The tree had been pleased? Had it been testing whether the candidates could feel remorse? I supposed that counted as strength of character. It seemed unlikely for the Fae, but then again, Blood House had once been full of healers, and they’d chosen death over bowing to a tyrant. It would make sense for the Shard to seek out the trait its house had once had in abundance.

It was a good thing I wasn’t the one being tested.

I visited Triana and Maude soon after, bringing a pot of vegetable soup with me. Triana pulled me aside after our sign language lesson. “Are you nervous?” she asked.

“About what?” I signed in response.

“The trial result. If your lady fails…”

She didn’t need to complete the sentence. As Oriana had once promised, if Lara failed, I would die or become one of the lowest servants. “She won’t.”

Triana didn’t look confident about that assertion. “Be safe.”

“Of course. Are you well?”

“I worry.
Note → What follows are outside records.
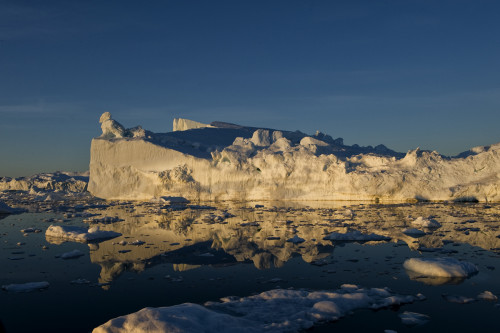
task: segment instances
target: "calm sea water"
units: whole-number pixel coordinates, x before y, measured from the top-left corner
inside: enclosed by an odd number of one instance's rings
[[[390,287],[399,294],[420,292],[427,300],[399,309],[358,311],[310,331],[500,329],[496,302],[456,304],[442,297],[476,297],[485,290],[500,295],[500,205],[262,205],[171,210],[127,202],[101,206],[59,203],[0,216],[0,285],[50,283],[48,289],[35,292],[1,291],[0,320],[6,332],[90,332],[111,318],[147,306],[203,304],[275,288],[335,290],[352,283]],[[88,214],[95,216],[85,217]],[[432,216],[442,227],[423,229],[426,234],[418,238],[404,234],[402,231],[413,227],[411,221],[419,216]],[[102,217],[116,221],[92,222]],[[46,238],[45,230],[51,224],[98,225],[122,236],[93,244],[63,242]],[[20,231],[29,227],[41,232]],[[374,232],[391,241],[339,243],[323,239],[333,231],[346,230]],[[305,241],[287,242],[294,235]],[[144,243],[130,245],[136,240]],[[75,249],[84,256],[60,258]],[[411,257],[466,260],[476,264],[479,273],[462,280],[412,279],[403,268],[404,260]],[[77,279],[88,283],[72,283]],[[408,327],[398,317],[403,311],[423,313],[431,320]]]

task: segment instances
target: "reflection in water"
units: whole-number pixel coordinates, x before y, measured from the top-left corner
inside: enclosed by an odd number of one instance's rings
[[[327,205],[328,203],[323,203]],[[406,244],[426,255],[453,255],[454,246],[470,244],[486,250],[500,249],[498,206],[484,204],[394,204],[325,208],[286,203],[248,208],[226,206],[223,210],[169,210],[151,203],[121,204],[92,213],[118,217],[119,222],[98,223],[102,230],[113,230],[121,237],[90,244],[92,263],[101,266],[99,282],[109,283],[125,271],[140,272],[171,263],[175,271],[203,265],[253,263],[258,269],[281,267],[294,257],[307,263],[321,262],[332,255],[338,243],[324,240],[332,232],[358,230],[390,237],[390,242]],[[281,206],[284,206],[282,203]],[[441,227],[425,229],[414,238],[403,233],[417,217],[432,216]],[[305,241],[287,242],[295,235]],[[142,245],[133,245],[139,240]],[[52,241],[52,240],[49,240]],[[373,245],[380,242],[368,242]],[[427,252],[431,252],[428,253]],[[415,252],[418,256],[419,252]],[[413,276],[428,284],[460,283],[459,279]]]

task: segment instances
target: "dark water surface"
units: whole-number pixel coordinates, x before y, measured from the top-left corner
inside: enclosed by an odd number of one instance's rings
[[[27,293],[1,291],[0,320],[7,332],[90,332],[111,318],[144,307],[203,304],[275,288],[335,290],[350,283],[389,287],[398,294],[422,293],[427,300],[399,309],[357,311],[309,331],[500,331],[497,302],[456,304],[442,297],[476,297],[485,290],[500,295],[500,205],[262,204],[258,208],[252,203],[183,210],[154,203],[115,202],[95,208],[58,204],[1,216],[0,285],[48,281],[50,286]],[[88,214],[97,215],[85,217]],[[442,226],[420,228],[426,234],[419,238],[402,233],[418,228],[411,221],[419,216],[433,216]],[[92,221],[102,217],[117,221]],[[51,224],[98,225],[122,236],[94,244],[64,242],[46,238]],[[28,227],[42,232],[24,235],[20,230]],[[391,240],[323,239],[333,231],[348,229]],[[286,242],[295,234],[305,241]],[[135,240],[144,244],[118,244]],[[85,255],[68,260],[59,257],[75,249]],[[466,260],[477,265],[479,273],[462,280],[411,279],[403,268],[411,257]],[[89,283],[71,283],[76,279]],[[424,325],[405,326],[398,317],[404,311],[431,319]]]

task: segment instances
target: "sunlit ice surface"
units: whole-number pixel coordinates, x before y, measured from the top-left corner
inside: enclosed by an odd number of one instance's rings
[[[23,197],[4,194],[3,200],[22,203]],[[355,310],[318,320],[309,330],[464,332],[479,323],[484,331],[497,328],[497,301],[479,295],[500,294],[499,204],[165,205],[87,197],[26,202],[26,207],[25,213],[1,217],[0,284],[48,286],[2,291],[0,319],[7,332],[89,332],[145,307],[218,304],[221,298],[272,290],[334,292],[345,284],[387,287],[425,300]],[[51,236],[50,226],[114,233],[71,240]],[[470,263],[477,271],[434,276],[408,270],[411,258]],[[405,312],[429,320],[405,325]]]

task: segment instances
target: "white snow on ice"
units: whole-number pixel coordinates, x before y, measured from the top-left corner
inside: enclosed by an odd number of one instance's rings
[[[177,120],[179,130],[152,133],[105,113],[101,125],[88,190],[105,199],[500,200],[500,144],[449,158],[221,122]]]
[[[93,332],[293,332],[338,320],[357,309],[380,309],[421,299],[397,295],[387,288],[355,285],[336,291],[273,289],[255,296],[225,297],[205,306],[185,303],[144,308],[111,319]]]
[[[60,238],[76,242],[91,242],[111,239],[118,236],[121,236],[121,234],[114,231],[99,230],[98,226],[87,229],[85,227],[50,225],[45,232],[45,237]]]
[[[455,258],[410,258],[403,267],[423,276],[468,277],[478,272],[476,265]]]
[[[15,293],[24,293],[40,289],[46,289],[48,287],[49,283],[47,281],[42,281],[42,282],[28,282],[21,284],[8,284],[2,286],[2,289],[5,291],[10,291]]]
[[[423,325],[430,320],[430,317],[417,312],[405,311],[399,315],[401,322],[405,325]]]
[[[424,218],[422,216],[417,217],[411,224],[419,226],[421,228],[437,229],[441,227],[441,223],[432,218]]]
[[[324,240],[344,241],[344,242],[368,242],[368,241],[388,241],[391,238],[377,235],[375,233],[363,234],[359,230],[348,231],[346,233],[332,232],[323,238]]]

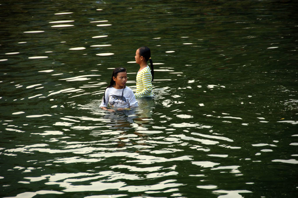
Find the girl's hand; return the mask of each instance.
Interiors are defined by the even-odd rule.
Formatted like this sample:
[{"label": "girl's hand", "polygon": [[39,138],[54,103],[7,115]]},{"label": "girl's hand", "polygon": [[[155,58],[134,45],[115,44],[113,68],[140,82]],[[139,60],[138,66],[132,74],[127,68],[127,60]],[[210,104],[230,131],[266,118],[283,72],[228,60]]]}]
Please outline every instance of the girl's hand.
[{"label": "girl's hand", "polygon": [[100,108],[101,108],[101,109],[103,109],[105,111],[108,111],[109,112],[114,112],[115,111],[115,111],[114,109],[108,109],[105,106],[102,106]]}]

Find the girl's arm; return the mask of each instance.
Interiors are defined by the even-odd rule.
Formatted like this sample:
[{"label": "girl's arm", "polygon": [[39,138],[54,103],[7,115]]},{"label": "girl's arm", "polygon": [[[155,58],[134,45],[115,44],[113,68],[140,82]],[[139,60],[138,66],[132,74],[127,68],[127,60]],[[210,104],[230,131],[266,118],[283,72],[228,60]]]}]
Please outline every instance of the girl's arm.
[{"label": "girl's arm", "polygon": [[151,80],[152,77],[151,74],[148,72],[145,72],[143,74],[142,82],[144,89],[139,93],[134,94],[136,98],[142,97],[150,94],[152,91],[152,83]]},{"label": "girl's arm", "polygon": [[114,109],[108,109],[105,106],[101,106],[100,108],[101,108],[101,109],[102,109],[105,110],[105,111],[108,111],[109,112],[114,112],[115,111],[116,111]]},{"label": "girl's arm", "polygon": [[117,110],[118,111],[123,111],[130,109],[131,107],[134,107],[138,106],[138,101],[136,100],[136,97],[134,94],[134,92],[130,89],[129,89],[129,93],[128,94],[128,102],[129,103],[129,107],[128,108],[119,108]]},{"label": "girl's arm", "polygon": [[[103,100],[101,101],[101,104],[100,106],[100,107],[101,109],[103,110],[105,110],[106,111],[108,111],[110,112],[114,112],[115,111],[115,110],[113,109],[108,109],[107,107],[108,107],[108,103],[109,102],[109,97],[108,96],[107,97],[106,97],[106,96],[108,96],[109,95],[109,92],[108,89],[107,89],[105,90],[106,91],[105,92],[105,95],[104,95],[103,97]],[[105,103],[104,103],[104,100],[103,100],[104,97],[105,97]]]}]

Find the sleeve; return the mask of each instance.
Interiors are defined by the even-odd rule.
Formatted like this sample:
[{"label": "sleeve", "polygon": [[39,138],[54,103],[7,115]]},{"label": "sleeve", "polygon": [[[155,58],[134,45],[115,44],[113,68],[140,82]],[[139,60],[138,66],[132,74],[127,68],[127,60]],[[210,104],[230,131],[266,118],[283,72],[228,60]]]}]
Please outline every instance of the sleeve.
[{"label": "sleeve", "polygon": [[152,83],[151,82],[152,79],[151,76],[151,74],[148,72],[144,72],[143,73],[142,82],[143,83],[144,89],[139,93],[135,94],[136,98],[139,98],[149,95],[151,93],[152,89]]},{"label": "sleeve", "polygon": [[129,106],[138,106],[138,101],[136,100],[136,97],[134,92],[131,89],[129,90]]},{"label": "sleeve", "polygon": [[[103,96],[103,100],[101,101],[101,104],[100,105],[100,107],[101,107],[102,106],[105,106],[106,107],[108,107],[108,104],[109,103],[109,95],[110,94],[109,89],[108,88],[107,88],[105,89],[105,95],[104,95]],[[105,97],[105,103],[104,103],[103,101],[103,97]]]}]

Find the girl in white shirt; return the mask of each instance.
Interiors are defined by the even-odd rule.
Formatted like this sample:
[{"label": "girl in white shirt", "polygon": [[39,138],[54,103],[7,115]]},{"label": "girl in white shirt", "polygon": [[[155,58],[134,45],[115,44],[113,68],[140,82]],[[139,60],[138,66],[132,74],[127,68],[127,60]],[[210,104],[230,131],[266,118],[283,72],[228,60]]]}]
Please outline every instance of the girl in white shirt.
[{"label": "girl in white shirt", "polygon": [[[127,81],[126,69],[117,67],[114,69],[110,84],[105,90],[100,106],[102,109],[114,112],[115,109],[122,111],[138,106],[138,102],[132,90],[125,86]],[[108,103],[111,109],[107,108]]]},{"label": "girl in white shirt", "polygon": [[[141,47],[136,52],[136,63],[140,65],[136,75],[136,90],[134,94],[136,98],[153,95],[152,82],[154,70],[151,56],[150,49],[147,47]],[[147,64],[148,60],[150,61],[151,69]]]}]

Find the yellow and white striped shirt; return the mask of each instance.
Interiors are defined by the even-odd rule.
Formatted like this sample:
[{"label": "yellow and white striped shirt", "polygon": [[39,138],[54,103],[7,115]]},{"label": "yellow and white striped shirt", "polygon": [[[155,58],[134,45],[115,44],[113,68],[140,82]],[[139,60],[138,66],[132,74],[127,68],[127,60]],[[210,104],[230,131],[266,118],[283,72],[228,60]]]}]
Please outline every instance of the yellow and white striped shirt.
[{"label": "yellow and white striped shirt", "polygon": [[147,65],[136,75],[136,91],[134,94],[136,98],[153,95],[152,80],[151,70]]}]

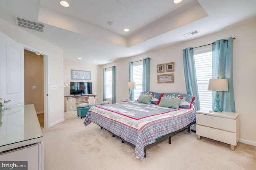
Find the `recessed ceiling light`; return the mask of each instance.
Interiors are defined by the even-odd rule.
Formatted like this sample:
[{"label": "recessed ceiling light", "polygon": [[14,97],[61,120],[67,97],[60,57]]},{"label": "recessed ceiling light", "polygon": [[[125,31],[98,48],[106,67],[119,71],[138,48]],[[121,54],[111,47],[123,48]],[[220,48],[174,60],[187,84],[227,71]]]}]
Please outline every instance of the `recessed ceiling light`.
[{"label": "recessed ceiling light", "polygon": [[69,6],[69,4],[67,0],[61,0],[60,1],[60,4],[64,7],[68,7]]},{"label": "recessed ceiling light", "polygon": [[173,0],[173,3],[174,4],[178,4],[181,2],[182,0]]}]

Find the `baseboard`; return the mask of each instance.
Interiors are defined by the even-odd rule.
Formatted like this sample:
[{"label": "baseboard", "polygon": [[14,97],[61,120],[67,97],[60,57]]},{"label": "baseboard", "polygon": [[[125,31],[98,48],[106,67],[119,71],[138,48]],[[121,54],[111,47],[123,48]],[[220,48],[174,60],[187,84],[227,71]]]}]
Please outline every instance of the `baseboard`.
[{"label": "baseboard", "polygon": [[62,119],[60,119],[60,120],[59,120],[59,121],[57,121],[56,122],[55,122],[53,123],[52,123],[51,124],[50,124],[50,127],[53,127],[54,125],[56,125],[60,123],[61,123],[62,122],[63,122],[63,121],[64,121],[64,120],[65,119],[64,119],[64,118]]},{"label": "baseboard", "polygon": [[246,140],[246,139],[243,139],[240,138],[238,142],[241,143],[244,143],[246,144],[250,144],[250,145],[256,146],[256,142],[252,141],[250,140]]}]

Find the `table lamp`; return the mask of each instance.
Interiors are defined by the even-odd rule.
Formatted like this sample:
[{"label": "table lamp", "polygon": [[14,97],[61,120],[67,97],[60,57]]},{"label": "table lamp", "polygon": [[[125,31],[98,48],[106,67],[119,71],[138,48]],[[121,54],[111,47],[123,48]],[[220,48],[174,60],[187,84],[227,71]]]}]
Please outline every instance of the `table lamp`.
[{"label": "table lamp", "polygon": [[208,90],[216,91],[216,108],[213,110],[213,111],[221,112],[222,111],[220,109],[219,102],[218,91],[228,91],[228,79],[210,79],[209,85],[208,85]]}]

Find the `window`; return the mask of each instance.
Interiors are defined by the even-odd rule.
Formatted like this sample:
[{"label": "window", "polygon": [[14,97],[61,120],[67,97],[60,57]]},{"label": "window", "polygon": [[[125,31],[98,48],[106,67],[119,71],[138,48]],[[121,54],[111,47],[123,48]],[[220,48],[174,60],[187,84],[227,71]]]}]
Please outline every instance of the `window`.
[{"label": "window", "polygon": [[107,99],[112,99],[112,68],[106,71],[106,97]]},{"label": "window", "polygon": [[133,82],[136,83],[136,89],[134,89],[134,99],[139,98],[142,91],[143,61],[132,63]]},{"label": "window", "polygon": [[212,109],[212,92],[207,90],[212,78],[212,49],[194,52],[196,72],[201,109]]}]

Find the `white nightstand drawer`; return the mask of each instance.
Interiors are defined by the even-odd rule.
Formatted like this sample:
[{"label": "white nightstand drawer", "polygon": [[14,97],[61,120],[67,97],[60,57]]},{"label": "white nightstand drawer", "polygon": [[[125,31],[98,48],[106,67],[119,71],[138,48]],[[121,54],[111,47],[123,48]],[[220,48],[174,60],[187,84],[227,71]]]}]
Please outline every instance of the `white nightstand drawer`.
[{"label": "white nightstand drawer", "polygon": [[233,132],[236,132],[236,121],[234,119],[197,113],[196,122],[197,128],[198,125]]},{"label": "white nightstand drawer", "polygon": [[228,144],[236,146],[238,140],[234,132],[222,130],[196,124],[196,134]]}]

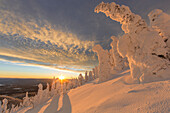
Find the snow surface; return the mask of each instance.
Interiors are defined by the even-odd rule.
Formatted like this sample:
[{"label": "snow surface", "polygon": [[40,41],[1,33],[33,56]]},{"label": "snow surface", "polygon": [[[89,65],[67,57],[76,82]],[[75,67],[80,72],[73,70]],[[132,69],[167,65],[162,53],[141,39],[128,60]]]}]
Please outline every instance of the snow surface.
[{"label": "snow surface", "polygon": [[129,70],[100,84],[96,79],[71,89],[68,94],[56,95],[34,109],[22,109],[19,113],[170,112],[170,80],[135,84],[131,79]]}]

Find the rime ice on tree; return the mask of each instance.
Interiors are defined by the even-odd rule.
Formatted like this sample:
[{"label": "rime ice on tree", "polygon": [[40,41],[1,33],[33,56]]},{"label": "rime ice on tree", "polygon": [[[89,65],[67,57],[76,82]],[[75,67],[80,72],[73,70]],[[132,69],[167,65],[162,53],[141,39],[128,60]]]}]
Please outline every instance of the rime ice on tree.
[{"label": "rime ice on tree", "polygon": [[170,78],[166,43],[139,15],[132,13],[127,6],[114,2],[102,2],[95,12],[103,12],[122,24],[125,34],[120,37],[117,48],[122,57],[127,57],[134,80],[151,82]]},{"label": "rime ice on tree", "polygon": [[93,51],[97,53],[99,60],[99,81],[105,81],[110,78],[110,59],[108,50],[104,50],[100,45],[95,45]]}]

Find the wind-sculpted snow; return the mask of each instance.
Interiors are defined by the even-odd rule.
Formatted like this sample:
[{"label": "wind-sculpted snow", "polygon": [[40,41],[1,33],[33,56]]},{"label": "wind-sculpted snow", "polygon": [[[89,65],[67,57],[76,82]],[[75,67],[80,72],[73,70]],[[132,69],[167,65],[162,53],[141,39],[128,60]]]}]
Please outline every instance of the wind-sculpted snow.
[{"label": "wind-sculpted snow", "polygon": [[91,51],[93,45],[94,41],[83,41],[76,34],[57,29],[46,20],[24,18],[0,9],[0,55],[15,56],[10,61],[20,63],[24,58],[24,63],[28,64],[45,66],[44,63],[49,63],[49,67],[81,69],[96,62]]},{"label": "wind-sculpted snow", "polygon": [[[102,2],[95,12],[103,12],[122,24],[125,32],[118,40],[118,52],[127,57],[132,78],[137,82],[169,79],[168,50],[162,37],[127,6]],[[99,60],[100,62],[100,60]]]}]

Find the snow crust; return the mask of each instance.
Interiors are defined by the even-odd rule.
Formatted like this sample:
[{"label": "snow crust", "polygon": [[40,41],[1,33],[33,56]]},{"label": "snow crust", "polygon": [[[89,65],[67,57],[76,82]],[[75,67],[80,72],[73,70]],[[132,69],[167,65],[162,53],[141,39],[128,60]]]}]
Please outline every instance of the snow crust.
[{"label": "snow crust", "polygon": [[159,33],[159,35],[166,43],[168,48],[167,57],[170,60],[170,15],[164,13],[160,9],[155,9],[151,11],[148,16],[150,19],[151,27]]},{"label": "snow crust", "polygon": [[93,47],[93,51],[97,53],[99,65],[98,65],[98,74],[99,82],[106,81],[110,78],[110,58],[108,50],[104,50],[99,44]]}]

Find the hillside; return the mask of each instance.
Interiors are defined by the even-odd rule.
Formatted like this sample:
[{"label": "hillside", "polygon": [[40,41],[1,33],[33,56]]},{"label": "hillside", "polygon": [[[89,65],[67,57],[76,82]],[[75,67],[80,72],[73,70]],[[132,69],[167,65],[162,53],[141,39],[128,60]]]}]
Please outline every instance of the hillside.
[{"label": "hillside", "polygon": [[22,109],[20,113],[170,112],[170,80],[135,84],[127,83],[129,78],[127,70],[107,82],[97,84],[94,80],[32,110]]}]

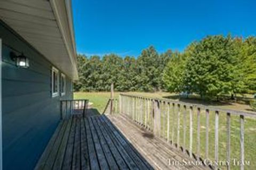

You are my friend.”

I smiled, touched by her concern. “And you are mine.” I switched to speaking aloud when I couldn’t think how to sign the rest. “You’re very kind, but I can take care of myself. Save your worries for yourself and the people around you.”

Her mouth twisted, and she rubbed a palm over the soft stubble of her growing hair before speaking again. “There’s a new girl today.”

I tried to puzzle out what she meant. New girl…“You mean you’re getting a new girl from the brothel?”

Triana’s eyes were sad, and she signed the confirmation near her heart. “Yes.”

“You’ll take good care of her. You’re a strong woman. Focus on helping her heal, and I promise I’ll be safe.”

A tear traced down her cheek as she hugged me, and I marveled at her strength and compassion. Seeing the new girl would remind her of everything she’d suffered, yet in the midst of that emotional turmoil she’d found the time to tell me she cared for me and that I should be safe. Because we were friends.

I reflected on that as I returned upstairs. Anya had been my only friend in the human world. Somehow in a little over six months in Mistei, I’d made more: Lara, Aidan, Triana, Maude, Alodie. And that dance with Kallen, the way we’d laughed…It had felt like discovering solid ground in a bog where I’d only encountered treacherous mud before. Perhaps given time we could have become friends, though Drustan’s rebellion would come before that could ever happen, sometime during the months between the end of the trials and Samhain.

I supposed Drustan, too, could be counted as a friend, but something in me rebelled at the thought. He had become so much more, even if I’d never let him know how much he meant to me.

I stopped walking.

What if I told him?

The encounter with the Blood Tree had been cathartic. It felt like my emotional wounds had been ripped open, drained of infection, and rebandaged in order to heal properly. Facing the truth had been difficult, but I’d been sleeping better ever since.

What if I faced this truth, too? I cared for Drustan and wanted to be with him openly and proudly. Or rather, for us to be with each other. In the new world he would build, we should be able to.

I was going to tell him. Not tonight—there was too much preparation to do for the final ball announcing the results tomorrow night—but after that, I would corner him in our secret room, clasp his face in my hands, and tell him exactly what I wanted.